On the Office Communicator SIP client side of the Real-Time Collaboration Suite there are several areas of joint activity. CS1000 v5.0 will support the client on cellphones running the Windows Mobile 5.0 OS, while a client Nortel is considering for Symbian phones will bundle in some of its functionality for integration with OCS, becoming in effect a kind of Office Communicator for Symbian, as it were. (See article in yesterday’s Computergram).

In addition, said Rowe, Nortel is currently the only vendor that supports Office Communicator natively as a softphone. All the other PBX vendors do that with proprietary software, he said. Nortel supports the client natively, whether on the equipment vendor’s own deskphones or on a desktop computer, which means we can do PBX extension to a Microsoft desktop, he said.

Another area of activity around Office Communicator is in the area of WiFi, where Nortel OEMs equipment from Trapeze, and wireless mesh, where it has its own offering. Both are destined to carry voice as well as data traffic, though on the mesh side Nortel still has to add a QoS capability for voice, which is something also planned for 2007.

Since both technologies will ultimately be used with dual-mode cellular-and-wireless handsets to enable fixed-mobile convergence, those phones are a logical place to put the Office Communicator client too.

The voice QoS capability for wireless mesh, by the way, will be based on the IEEE’s 802.11e standard, although Nortel also supports the proprietary SpectraLink Voice Protocol that only works with that vendor’s WiFi handsets.

Contact centers

Another area of cross-pollination on the product side is contact center technology, where Nortel, like all PBX vendors, is a player.

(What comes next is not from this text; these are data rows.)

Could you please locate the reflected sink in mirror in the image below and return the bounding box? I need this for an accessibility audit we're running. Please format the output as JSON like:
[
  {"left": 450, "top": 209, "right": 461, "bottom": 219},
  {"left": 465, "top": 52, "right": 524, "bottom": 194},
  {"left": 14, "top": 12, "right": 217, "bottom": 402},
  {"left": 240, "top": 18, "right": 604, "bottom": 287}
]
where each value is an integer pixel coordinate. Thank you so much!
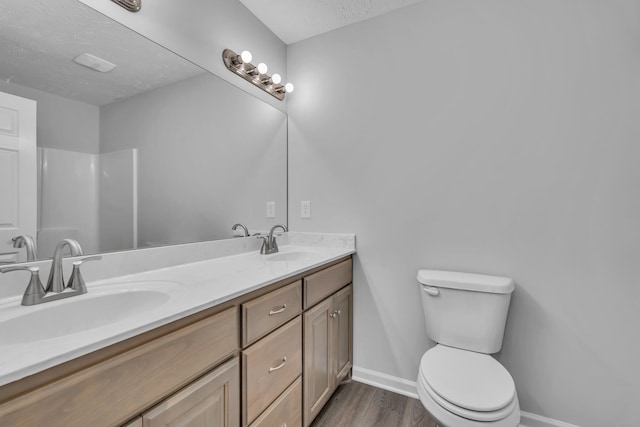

In fact, said Rowe, it is market leader in EMEA with specialist analyst firm MZA giving it a 26% share there in 2005. In that market, he said, We’ll be integrating the skills-based routing capability, video calls and IM from our platforms into Microsoft’s CRM, OCS and their Customer Care Framework portal.

Value-added bundles

Beyond these areas of development, Nortel clearly sees a market opportunity in selling additional bundles of functionality to joint customers of the unified comms offering with Microsoft.

Indeed, Phil Edholm, CTO and VP of network architecture at Nortel’s enterprise comms division, said this is the most significant long-term opportunity from the Microsoft alliance in the long-term, in that the plumbing (that is, IP PBX) is destined to a degree of commoditization and absorption into the collaboration platform.

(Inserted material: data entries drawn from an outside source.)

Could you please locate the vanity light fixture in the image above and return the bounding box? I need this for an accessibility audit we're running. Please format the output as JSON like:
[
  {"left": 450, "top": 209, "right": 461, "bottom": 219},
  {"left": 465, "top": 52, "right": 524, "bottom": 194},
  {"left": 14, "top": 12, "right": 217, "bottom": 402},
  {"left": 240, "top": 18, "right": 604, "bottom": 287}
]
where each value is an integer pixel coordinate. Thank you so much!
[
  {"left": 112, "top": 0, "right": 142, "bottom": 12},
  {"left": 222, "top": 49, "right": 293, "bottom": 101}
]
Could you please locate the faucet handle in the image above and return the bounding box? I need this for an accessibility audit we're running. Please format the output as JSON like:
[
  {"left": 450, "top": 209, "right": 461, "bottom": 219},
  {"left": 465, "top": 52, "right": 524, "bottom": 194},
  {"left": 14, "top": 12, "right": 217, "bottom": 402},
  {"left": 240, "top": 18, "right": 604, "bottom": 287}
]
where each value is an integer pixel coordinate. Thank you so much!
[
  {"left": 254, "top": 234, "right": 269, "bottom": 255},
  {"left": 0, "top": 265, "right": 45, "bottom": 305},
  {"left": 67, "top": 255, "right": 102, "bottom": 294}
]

There will be a number of bundles, but Rowe cited a couple of possibilities. One might be for the delivery of digital private network signalling system (DPNSS) functionality to enable features across PBXs from different vendors, while another will be load balancing for the enterprise edition of OCS.

Services

Perhaps the most significant money-spinner for Nortel from ICA, however, is the area of services, and indeed, the company is already recruiting staff for an EMEA Competency Center in Maidenhead in the UK, to which four Microsoft staffers have already been transferred on a full-time basis.

It will be for proof-of-concept with our own and third-party vendors’ kit and may include work around the Microsoft’s Duet partnership with SAP [for integration between its apps and the SAP enterprise app portfolio], Rowe explained.

Beyond the Competency Center, Nortel will deliver business and network consultancy, including audits, technical design, installation, maintenance and managed services around the joint portfolio and third-party kit, he said. We’re also working with HP and other Microsoft partners on this, he added.

Already launched in the US and shortly to be unveiled in other geographies is the Proactive Voice Quality Monitoring service, with software agents in Nortel phones delivering passive continual voice quality monitoring data on jitter, packet loss and delay to an analytical back end provided by NetIQ.

We’ll have four solution areas within ICA, Rowe said. They are business-grade telephony (including mobility and clients), contact centers, conferencing and data.